Pascal makes its debut on Nvidia's Tesla P100 HPC card

— 1:39 PM on April 5, 2016

During his GTC keynote today, Nvidia CEO Jen-Hsun Huang introduced the company's Pascal GP100 graphics-processing unit on board the Tesla P100 high-performance computing (HPC) accelerator. The 610 mm2 GP100 is built on TSMC's 16-nm FinFET process. It uses 15 billion transistors paired with 16GB of HBM2 RAM to deliver 5.3 teraflops of FP64 performance, 10.6 TFLOPS for FP32, and 21.2 TFLOPS for FP16.

In its GP100 form, Pascal includes 3584 stream processors (or CUDA cores) spread across 56 streaming multiprocessor (or SM) units, out of a potential total of 60. The chip uses a 1328MHz base clock and a 1480MHz boost clock. Its 4096-bit path to memory offers a claimed 720 GB/s peak bandwidth, and it slots into a 300W TDP.

A block diagram of the GP100 GPU. Source: Nvidia

Each GP100 SM comprises 64 single-precision stream processors, down from 128 SPs in Maxwell and 192 in Kepler. Those 64 SPs are further partitioned into two processing blocks of 32 SPs. Each processing block, in turn, has its own instruction buffer, warp schedule, and a pair of dispatch units. Nvidia says each GP100 SM has the same register file size and the same number of registers as a Maxwell SM. GP100 has more SMs and more registers in total than Maxwell does, though, so Nvidia says the chip can have more threads, warps, and thread blocks in flight compared to its older GPUs.

A GP100 SM. Source: Nvidia

GP100 includes full pre-emption support for compute tasks. It also uses an improved unified memory architecture to simplify its programming model. GP100's 49-bit virtual address space allows programs to address the full address spaces of both the CPU and the GPU. Older Tesla accelerators could only have a shared memory address space as large as the memory on board the GPU.

GP100 also adds memory page faulting support, meaning it can launch kernels without synchronizing all of its managed memory allocations to the GPU first. Instead, if the kernel tries to access a page of memory that isn't resident, it will fault, and the page will then be synchronized with the GPU on-demand. Faulting pages can also be mapped for access over a PCIe or NVLink interconnect in systems with multiple GPUs. Nvidia also says page faulting support guarantees global data coherency across the new unified memory model, allowing CPUs and GPUs to access shared memory locations at the same time.

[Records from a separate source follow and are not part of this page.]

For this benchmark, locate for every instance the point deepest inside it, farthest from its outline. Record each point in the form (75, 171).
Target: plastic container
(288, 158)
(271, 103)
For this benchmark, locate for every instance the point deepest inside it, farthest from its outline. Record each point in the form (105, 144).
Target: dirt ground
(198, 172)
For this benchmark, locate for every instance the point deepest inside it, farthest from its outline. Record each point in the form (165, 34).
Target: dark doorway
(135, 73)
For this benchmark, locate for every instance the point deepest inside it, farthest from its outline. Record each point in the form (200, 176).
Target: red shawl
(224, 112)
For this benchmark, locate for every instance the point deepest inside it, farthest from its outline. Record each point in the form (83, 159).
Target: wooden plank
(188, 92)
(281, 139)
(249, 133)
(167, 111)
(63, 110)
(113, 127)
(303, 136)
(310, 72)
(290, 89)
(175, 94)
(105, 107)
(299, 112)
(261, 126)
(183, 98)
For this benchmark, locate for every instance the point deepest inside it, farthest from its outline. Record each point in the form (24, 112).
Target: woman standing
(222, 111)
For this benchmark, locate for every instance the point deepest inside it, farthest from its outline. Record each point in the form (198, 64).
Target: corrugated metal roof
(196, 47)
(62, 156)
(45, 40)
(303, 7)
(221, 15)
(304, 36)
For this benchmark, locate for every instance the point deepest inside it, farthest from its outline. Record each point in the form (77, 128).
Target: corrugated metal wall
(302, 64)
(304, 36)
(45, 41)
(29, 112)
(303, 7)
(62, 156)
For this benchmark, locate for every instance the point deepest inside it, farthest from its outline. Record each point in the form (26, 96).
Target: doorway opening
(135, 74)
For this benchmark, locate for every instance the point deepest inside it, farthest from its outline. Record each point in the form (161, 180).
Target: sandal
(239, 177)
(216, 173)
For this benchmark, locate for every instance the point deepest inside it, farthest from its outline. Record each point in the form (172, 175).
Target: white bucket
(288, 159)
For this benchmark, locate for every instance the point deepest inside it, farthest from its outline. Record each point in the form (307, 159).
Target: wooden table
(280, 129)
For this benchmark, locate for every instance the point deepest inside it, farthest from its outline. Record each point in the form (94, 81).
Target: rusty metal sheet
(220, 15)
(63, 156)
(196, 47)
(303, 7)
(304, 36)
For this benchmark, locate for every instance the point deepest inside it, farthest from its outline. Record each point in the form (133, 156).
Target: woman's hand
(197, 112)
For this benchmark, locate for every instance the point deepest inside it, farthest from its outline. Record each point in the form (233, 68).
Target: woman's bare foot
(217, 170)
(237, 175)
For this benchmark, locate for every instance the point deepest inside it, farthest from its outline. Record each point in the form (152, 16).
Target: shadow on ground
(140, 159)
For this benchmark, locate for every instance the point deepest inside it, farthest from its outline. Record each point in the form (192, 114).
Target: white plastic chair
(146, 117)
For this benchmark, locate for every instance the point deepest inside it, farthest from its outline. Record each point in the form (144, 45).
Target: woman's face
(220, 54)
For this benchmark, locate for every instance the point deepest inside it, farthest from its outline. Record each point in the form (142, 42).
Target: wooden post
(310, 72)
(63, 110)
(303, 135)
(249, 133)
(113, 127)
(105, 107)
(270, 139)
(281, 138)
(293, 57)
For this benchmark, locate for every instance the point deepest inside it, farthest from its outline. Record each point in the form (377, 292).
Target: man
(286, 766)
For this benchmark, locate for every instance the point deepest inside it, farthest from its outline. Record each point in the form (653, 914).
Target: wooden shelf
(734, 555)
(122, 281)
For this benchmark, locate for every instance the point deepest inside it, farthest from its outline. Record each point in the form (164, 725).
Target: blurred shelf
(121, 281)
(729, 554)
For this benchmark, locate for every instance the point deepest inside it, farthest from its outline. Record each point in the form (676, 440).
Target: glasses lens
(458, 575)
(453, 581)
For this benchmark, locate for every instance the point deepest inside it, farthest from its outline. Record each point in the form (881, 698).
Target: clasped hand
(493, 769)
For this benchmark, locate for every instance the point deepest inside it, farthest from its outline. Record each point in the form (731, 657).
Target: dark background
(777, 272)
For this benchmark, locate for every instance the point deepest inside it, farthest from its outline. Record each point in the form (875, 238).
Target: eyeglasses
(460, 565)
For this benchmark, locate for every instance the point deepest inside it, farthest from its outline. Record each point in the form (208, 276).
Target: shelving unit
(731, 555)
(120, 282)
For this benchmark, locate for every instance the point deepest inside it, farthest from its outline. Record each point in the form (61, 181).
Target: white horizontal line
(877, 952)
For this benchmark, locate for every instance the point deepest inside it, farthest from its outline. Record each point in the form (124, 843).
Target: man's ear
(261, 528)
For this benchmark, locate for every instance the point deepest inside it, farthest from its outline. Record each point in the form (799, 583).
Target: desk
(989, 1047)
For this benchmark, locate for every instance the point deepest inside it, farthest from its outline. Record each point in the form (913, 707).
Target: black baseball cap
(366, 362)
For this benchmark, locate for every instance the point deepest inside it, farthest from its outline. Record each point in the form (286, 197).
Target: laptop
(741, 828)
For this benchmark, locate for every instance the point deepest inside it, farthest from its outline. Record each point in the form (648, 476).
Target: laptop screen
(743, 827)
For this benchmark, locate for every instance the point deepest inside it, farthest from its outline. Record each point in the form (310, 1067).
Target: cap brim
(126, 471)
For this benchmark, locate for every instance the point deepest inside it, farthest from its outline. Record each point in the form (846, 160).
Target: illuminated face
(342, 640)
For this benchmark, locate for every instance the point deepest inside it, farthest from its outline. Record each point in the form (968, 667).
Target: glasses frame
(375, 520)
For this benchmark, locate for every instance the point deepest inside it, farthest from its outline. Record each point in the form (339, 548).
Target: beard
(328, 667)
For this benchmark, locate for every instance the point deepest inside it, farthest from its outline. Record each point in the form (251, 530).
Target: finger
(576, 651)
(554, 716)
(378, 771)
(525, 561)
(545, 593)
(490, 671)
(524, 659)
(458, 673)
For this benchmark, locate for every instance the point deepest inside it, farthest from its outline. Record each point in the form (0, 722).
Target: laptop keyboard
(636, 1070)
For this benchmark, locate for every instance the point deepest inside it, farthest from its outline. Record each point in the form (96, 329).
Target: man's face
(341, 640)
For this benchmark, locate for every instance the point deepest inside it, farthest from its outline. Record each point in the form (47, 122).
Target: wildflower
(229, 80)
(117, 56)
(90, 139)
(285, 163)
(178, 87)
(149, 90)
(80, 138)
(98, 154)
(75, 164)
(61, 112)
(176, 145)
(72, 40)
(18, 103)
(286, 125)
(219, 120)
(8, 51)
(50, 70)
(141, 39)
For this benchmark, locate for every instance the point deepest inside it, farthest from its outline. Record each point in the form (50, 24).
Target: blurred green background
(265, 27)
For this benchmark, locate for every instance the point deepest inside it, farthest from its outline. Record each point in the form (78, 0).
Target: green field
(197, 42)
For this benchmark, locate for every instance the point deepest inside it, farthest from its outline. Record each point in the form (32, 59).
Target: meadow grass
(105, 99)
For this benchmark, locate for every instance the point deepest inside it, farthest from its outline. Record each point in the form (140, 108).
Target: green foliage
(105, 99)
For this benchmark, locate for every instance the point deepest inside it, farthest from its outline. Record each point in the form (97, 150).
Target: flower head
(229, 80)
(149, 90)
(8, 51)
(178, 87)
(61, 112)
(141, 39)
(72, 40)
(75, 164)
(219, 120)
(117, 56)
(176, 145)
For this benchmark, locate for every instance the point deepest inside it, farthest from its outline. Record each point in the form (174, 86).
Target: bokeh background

Tesla P100 cards also support the NVLink interconnect for high-speed inter-GPU communication in multi-GPU HPC systems. NVLink supports the GP100 GPU's ISA, meaning instructions on one GPU can be used to execute instructions on data residing in the memory of another GPU in an NVLink mesh. The topologies of these meshes varies depending on the CPUs in the host system. A dual-socket Intel server might talk to graphics cards in meshes using PCIe switches, while NVLink-compatible IBM Power CPUs can communicate with the mesh directly.

Nvidia says it's producing Tesla P100s in volume today. The company says it's devoting its entire production of Tesla P100 cards (and presumably the GP100 GPU) to its DGX-1 high-density HPC node systems and HPC servers from IBM, Dell, and Cray. DGX-1 nodes will be available in June for $129,000, while servers from other manufacturers are expected to become available in the first quarter of 2017.